Tommy Sir called and told.
Manju was gone. After three years and two months, the cricket sponsorship programme was over. A table shook; breadcrumbs scattered and tea spilled on the tablecloth.
‘Gone?’ Mehta asked Tommy Sir. ‘Gone where? Gone why? What the fuck are you talking about? I could be on the verge of getting some woman from a venture fund in Iowa City to take this boy from me, how can he be gone now?’
‘Goldenboy is gone,’ Tommy Sir said quietly. ‘He ran away. He didn’t come to the selection match in Shivaji Park. His career is over.’
‘Where is he now? With his brother? That other criminal?’

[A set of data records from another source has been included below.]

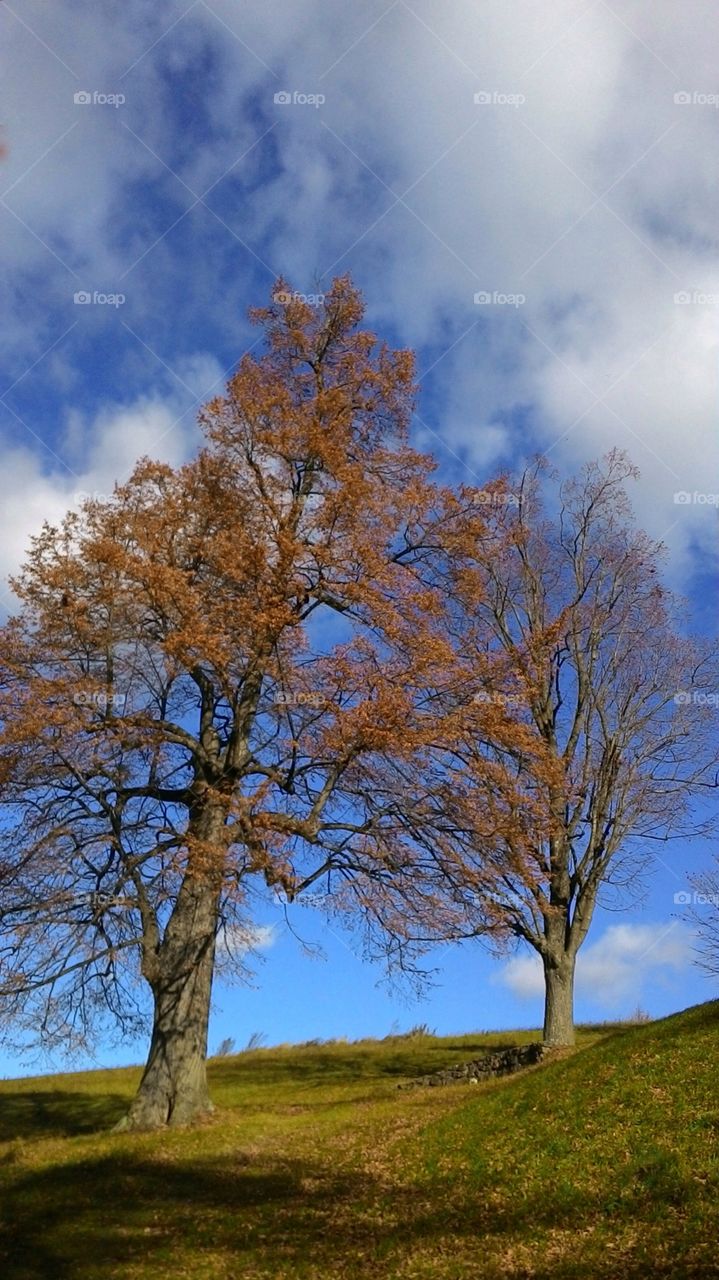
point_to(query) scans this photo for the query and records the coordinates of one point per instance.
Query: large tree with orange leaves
(218, 676)
(554, 590)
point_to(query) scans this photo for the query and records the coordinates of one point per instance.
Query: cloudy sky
(525, 191)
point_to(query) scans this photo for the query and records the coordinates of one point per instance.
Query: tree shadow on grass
(56, 1112)
(105, 1219)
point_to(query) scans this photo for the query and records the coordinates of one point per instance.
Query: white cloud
(242, 940)
(94, 453)
(616, 969)
(595, 199)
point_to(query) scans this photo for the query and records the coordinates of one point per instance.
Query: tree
(209, 677)
(614, 700)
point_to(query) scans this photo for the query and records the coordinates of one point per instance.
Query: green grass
(604, 1162)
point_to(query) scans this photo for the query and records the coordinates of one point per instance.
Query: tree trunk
(559, 1000)
(173, 1089)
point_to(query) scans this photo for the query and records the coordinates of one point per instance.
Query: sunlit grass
(315, 1165)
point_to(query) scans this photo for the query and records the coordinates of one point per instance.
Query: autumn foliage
(300, 662)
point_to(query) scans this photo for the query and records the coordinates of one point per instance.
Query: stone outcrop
(504, 1061)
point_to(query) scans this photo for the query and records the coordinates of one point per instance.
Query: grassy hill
(604, 1164)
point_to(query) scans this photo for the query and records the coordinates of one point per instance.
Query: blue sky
(577, 192)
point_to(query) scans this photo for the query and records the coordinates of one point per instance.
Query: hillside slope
(603, 1164)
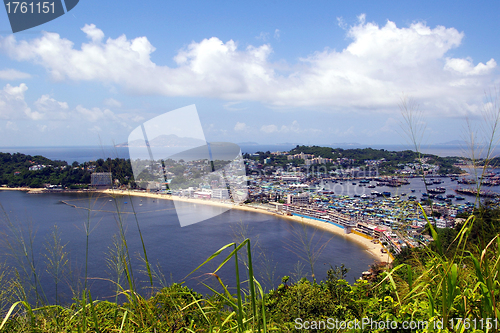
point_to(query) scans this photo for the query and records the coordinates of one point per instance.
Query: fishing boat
(437, 190)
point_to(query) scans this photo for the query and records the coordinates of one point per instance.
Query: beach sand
(374, 249)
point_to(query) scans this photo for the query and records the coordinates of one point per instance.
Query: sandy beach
(374, 249)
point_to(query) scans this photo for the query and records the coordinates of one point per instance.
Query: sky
(308, 72)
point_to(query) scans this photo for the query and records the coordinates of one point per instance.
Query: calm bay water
(177, 250)
(91, 153)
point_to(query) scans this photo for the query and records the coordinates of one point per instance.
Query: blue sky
(311, 72)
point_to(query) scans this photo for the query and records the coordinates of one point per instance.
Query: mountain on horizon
(170, 140)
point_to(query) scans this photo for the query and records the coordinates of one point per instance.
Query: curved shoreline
(374, 249)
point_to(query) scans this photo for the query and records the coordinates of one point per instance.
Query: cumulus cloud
(12, 74)
(51, 109)
(379, 63)
(269, 128)
(294, 128)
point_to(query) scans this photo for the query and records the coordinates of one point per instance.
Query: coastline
(374, 249)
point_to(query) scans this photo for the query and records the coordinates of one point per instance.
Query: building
(101, 180)
(301, 199)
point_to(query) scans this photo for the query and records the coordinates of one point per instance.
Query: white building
(300, 199)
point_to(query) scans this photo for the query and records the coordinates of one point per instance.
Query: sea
(279, 246)
(88, 227)
(91, 153)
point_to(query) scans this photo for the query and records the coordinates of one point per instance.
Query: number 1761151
(15, 7)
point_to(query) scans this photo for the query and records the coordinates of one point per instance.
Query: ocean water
(173, 250)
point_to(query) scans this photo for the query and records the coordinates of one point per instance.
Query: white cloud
(12, 103)
(277, 34)
(240, 127)
(51, 109)
(230, 106)
(370, 73)
(12, 74)
(112, 103)
(11, 126)
(95, 114)
(264, 36)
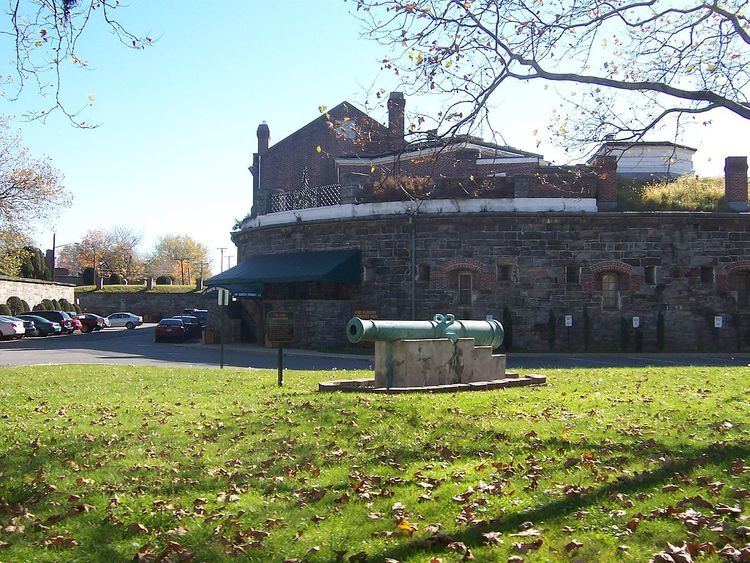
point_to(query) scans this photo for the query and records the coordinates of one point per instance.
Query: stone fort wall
(33, 291)
(681, 264)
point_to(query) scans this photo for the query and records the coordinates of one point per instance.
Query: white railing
(306, 198)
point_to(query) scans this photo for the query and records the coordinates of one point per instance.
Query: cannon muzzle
(484, 333)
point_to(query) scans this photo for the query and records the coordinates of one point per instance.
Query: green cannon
(484, 333)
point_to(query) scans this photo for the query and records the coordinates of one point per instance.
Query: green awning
(340, 266)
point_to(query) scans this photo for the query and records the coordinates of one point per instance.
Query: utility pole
(53, 256)
(222, 249)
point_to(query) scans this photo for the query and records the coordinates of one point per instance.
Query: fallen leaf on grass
(137, 528)
(528, 533)
(460, 547)
(406, 526)
(492, 538)
(59, 541)
(522, 547)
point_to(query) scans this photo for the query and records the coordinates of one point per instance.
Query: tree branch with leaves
(640, 64)
(45, 37)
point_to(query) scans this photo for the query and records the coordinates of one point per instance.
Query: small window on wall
(368, 273)
(707, 274)
(465, 285)
(572, 274)
(610, 290)
(740, 283)
(423, 272)
(504, 272)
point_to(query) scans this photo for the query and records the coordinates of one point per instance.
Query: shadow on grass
(562, 508)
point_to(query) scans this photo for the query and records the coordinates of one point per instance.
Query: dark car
(91, 322)
(42, 325)
(192, 325)
(200, 314)
(28, 325)
(170, 329)
(60, 317)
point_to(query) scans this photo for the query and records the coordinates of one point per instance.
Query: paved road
(137, 347)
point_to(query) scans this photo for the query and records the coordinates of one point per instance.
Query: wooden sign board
(280, 326)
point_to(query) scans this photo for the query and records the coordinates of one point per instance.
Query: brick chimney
(735, 182)
(396, 105)
(605, 167)
(264, 134)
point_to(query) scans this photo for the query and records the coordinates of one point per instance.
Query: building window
(423, 272)
(740, 283)
(572, 274)
(368, 273)
(610, 290)
(465, 284)
(504, 272)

‘No. He’s in Navi Mumbai.’
‘Why has he gone to Navi Mumbai?’
But Tommy Sir hung up.
In the next few minutes, Anand Mehta came up with the following observations about cricket: that it was a fraud, and at the most fundamental level. Only ten countries play this game, and only five of them play it well. If we had any self-respect, we’d finally grow up as a people and play football. No: let’s not expose ourselves to real competition, much safer to be in a ‘world cup’ against St Kitts and Bangladesh. Self-obsession without self-belief: the very definition of the Indian middle class, which is why it loves this fraud sport.
Poised to offer the world more deep thoughts about the gentleman’s game, Mehta heard:
Shot! Bloody Good Shot!
A blue screen on the veranda of the Cricket Club protected club members from the matches played in the Brabourne stadium; it rippled, and two boys in white rushed towards the dark red ball rolling about the base of the screen.
Confronted by the sound and smell of an instant of real cricket, Mehta felt all his mighty observations turn to ashes.
In the evening, after a tele-con with Rakesh, the IAS officer’s son, (whose cough, thank God, had improved), Mehta booked another flight to Delhi, to meet a political connection before taking the train to Dhanbad to work on his distressed power plant. He seemed to be in high spirits.
‘We’ll have to do battle out there for our power plant, Rakesh,’ he declared, ‘so let’s do battle.’
But in truth, the end of his cricket sponsorship programme had shaken Anand Mehta more than he admitted even to himself, and he was going to need a long holiday when he returned to Mumbai.
For this too is hell: knowing you are not — and can never be — as good as you want to be.
•
Across a shining creek, in Navi Mumbai, Manjunath was waking up. Yawning and slapping his cheeks, he got out of bed and saw that familiar sparrow sitting on the fan. Can this really be my new home, he wondered. Can this really be my new bed?